The answer to the first question is "No one." Neither use nor modification triggers the requirement that those modifications be made distributed in source form (and additions, in particular, need not be distributed at all). Only distribution triggers this requirement, and it is extended only to those to whom binaries are provided. If such a party did distribute the binaries containing DTrace, it is that party's responsibility to ensure its own compliance with the license terms.
Enforcement of the CDDL is not an OGB consideration. The OGB does not hold any copyrights and has not issued any licenses. If the OGB is notified of a license violation, it should (as a group of good citizens) pass the information along to the copyright holder, if his/her/its identity is known. For much of the code in OpenSolaris including DTrace, that copyright holder is Sun Microsystems, Inc. Further action is at the discretion of the copyright holder.
It may well be within the scope of the OGB's activities to help educate contributors about the terms of the CDDL, but such a campaign would require the OGB to obtain legal counsel.
- Do you have an opinion on the patentability of software? In particular,
what is the role of the OGB -- if any -- if Sun were to initiate legal
proceedings to protect a part of its software patent portfolio that
is represented in OpenSolaris?
The OGB does not own software patents (or any other property), and I have no position on the patentability of software in general. Sun has the right to enforce its property rights under the laws of the countries in which it operates, and the OGB has no authority to interfere with that enforcement. Since community members who adhere to the terms of the licenses offered for OpenSolaris have limited (but adequate for all uses permitted under the CDDL) licenses to patents represented within that body of code, there is no reason for the OGB to worry about this. If such an event were to occur, the OGB might profitably offer a simple statement to this effect, clarifying the facts of the situation and denying incorrect rumours. Whether such an action would be necessary or appropriate would depend on the specific circumstances.
- When you give public presentations, do you run OpenSolaris on your laptop?
Have you ever given a public demonstration of OpenSolaris technology?
Yes, I use OpenSolaris exclusively with the exception of interoperability testing. Yes, I have demonstrated new technology in Solaris 10 (now in OpenSolaris as well) at OSCON in 2004 and 2005, and the early OpenSolaris build system technology at SVOSUG in 2005.
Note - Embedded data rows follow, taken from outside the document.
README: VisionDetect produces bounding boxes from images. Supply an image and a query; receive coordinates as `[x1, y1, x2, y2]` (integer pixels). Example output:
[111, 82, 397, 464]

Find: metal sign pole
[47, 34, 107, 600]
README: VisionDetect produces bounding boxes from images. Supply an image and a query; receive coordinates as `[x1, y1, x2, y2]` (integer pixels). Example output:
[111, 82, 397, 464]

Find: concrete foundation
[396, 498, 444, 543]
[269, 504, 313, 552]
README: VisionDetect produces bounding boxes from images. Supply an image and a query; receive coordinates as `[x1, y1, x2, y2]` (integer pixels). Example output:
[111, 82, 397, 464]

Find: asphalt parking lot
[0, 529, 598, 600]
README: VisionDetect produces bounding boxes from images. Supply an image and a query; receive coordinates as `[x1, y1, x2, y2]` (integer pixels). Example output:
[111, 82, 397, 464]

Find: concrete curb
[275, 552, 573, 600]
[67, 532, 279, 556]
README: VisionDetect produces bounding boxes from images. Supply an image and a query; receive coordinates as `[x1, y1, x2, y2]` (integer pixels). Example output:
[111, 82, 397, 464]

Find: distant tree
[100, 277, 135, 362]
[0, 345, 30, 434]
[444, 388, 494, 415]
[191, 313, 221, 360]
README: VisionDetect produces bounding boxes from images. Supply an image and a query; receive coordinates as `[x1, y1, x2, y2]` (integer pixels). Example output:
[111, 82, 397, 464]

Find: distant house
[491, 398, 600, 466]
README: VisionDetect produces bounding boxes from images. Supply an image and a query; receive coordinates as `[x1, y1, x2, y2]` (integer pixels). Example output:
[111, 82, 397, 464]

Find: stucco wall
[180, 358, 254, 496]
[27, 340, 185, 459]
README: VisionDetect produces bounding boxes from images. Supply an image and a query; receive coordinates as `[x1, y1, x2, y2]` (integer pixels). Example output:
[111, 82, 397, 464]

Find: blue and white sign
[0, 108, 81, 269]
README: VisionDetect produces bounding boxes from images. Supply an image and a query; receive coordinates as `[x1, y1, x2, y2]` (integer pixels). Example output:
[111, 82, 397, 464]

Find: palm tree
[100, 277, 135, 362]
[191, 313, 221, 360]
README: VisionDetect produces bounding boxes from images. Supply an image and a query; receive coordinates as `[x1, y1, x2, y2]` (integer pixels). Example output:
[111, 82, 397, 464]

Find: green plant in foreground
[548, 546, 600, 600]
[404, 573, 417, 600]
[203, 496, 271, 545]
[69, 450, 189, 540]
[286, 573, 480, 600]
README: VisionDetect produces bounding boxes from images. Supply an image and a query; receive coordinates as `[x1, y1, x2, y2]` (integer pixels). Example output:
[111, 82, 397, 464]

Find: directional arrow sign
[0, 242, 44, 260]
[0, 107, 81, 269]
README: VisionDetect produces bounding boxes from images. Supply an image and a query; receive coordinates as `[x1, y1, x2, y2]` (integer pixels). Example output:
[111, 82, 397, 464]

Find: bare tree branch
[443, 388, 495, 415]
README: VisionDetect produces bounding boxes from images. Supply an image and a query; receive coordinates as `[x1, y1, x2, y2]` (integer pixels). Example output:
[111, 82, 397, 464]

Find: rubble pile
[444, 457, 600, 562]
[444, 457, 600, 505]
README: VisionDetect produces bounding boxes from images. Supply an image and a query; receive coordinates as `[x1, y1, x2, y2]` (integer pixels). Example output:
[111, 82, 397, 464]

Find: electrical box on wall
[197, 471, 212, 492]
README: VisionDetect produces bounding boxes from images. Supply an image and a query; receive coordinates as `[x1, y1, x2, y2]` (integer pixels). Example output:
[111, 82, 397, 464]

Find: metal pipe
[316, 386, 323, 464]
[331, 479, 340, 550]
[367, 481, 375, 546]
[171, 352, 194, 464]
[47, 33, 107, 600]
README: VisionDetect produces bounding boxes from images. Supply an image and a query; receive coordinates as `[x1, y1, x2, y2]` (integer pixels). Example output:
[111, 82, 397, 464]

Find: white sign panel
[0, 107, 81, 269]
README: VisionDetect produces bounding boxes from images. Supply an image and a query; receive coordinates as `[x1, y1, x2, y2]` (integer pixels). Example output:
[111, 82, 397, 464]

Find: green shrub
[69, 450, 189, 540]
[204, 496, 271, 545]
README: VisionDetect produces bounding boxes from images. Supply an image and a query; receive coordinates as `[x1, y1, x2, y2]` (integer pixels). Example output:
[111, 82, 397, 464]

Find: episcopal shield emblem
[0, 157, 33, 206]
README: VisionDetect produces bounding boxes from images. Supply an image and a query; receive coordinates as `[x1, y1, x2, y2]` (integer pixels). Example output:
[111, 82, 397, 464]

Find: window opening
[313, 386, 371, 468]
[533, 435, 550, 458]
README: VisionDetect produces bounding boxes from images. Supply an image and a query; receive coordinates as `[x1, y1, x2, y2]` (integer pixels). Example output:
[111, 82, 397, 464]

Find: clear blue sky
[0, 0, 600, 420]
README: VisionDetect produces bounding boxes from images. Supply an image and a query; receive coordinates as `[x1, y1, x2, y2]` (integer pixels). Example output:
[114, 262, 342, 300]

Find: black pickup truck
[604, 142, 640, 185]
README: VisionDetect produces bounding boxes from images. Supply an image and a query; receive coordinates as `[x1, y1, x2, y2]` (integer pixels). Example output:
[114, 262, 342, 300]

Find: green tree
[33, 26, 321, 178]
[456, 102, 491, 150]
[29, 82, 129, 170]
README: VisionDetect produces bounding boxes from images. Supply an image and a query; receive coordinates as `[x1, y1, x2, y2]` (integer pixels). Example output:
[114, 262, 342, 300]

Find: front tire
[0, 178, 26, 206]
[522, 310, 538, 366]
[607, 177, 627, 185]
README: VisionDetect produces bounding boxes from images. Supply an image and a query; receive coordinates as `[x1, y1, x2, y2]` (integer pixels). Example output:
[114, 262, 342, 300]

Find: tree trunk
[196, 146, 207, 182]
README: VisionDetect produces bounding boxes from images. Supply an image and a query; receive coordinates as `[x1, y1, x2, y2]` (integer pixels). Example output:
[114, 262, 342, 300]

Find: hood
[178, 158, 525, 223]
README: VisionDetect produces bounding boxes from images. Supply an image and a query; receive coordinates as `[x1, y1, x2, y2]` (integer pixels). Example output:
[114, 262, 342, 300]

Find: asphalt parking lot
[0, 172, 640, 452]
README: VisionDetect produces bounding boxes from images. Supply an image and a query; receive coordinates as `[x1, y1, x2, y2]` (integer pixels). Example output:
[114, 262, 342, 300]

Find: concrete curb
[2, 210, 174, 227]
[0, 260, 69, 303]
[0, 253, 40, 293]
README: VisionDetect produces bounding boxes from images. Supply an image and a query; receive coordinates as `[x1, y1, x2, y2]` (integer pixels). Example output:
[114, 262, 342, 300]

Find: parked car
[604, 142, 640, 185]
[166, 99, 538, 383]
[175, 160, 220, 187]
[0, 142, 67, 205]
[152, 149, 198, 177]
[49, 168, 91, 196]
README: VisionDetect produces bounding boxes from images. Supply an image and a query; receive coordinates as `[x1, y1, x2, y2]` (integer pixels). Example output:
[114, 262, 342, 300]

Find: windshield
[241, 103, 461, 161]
- And an extra credit question: Have you ever used DTrace? When did you
most recently use it, and why? The answers "just now" and "to answer
this question" will be awarded no points. ;)
Yes, I've used DTrace. I most recently used it earlier this week while diagnosing the behaviour of two machines in an HA cluster. I've also written a (never-integrated) System V IPC provider for OpenSolaris and introduced USDT probes to enhance the observability of several aspects of daemon behaviour.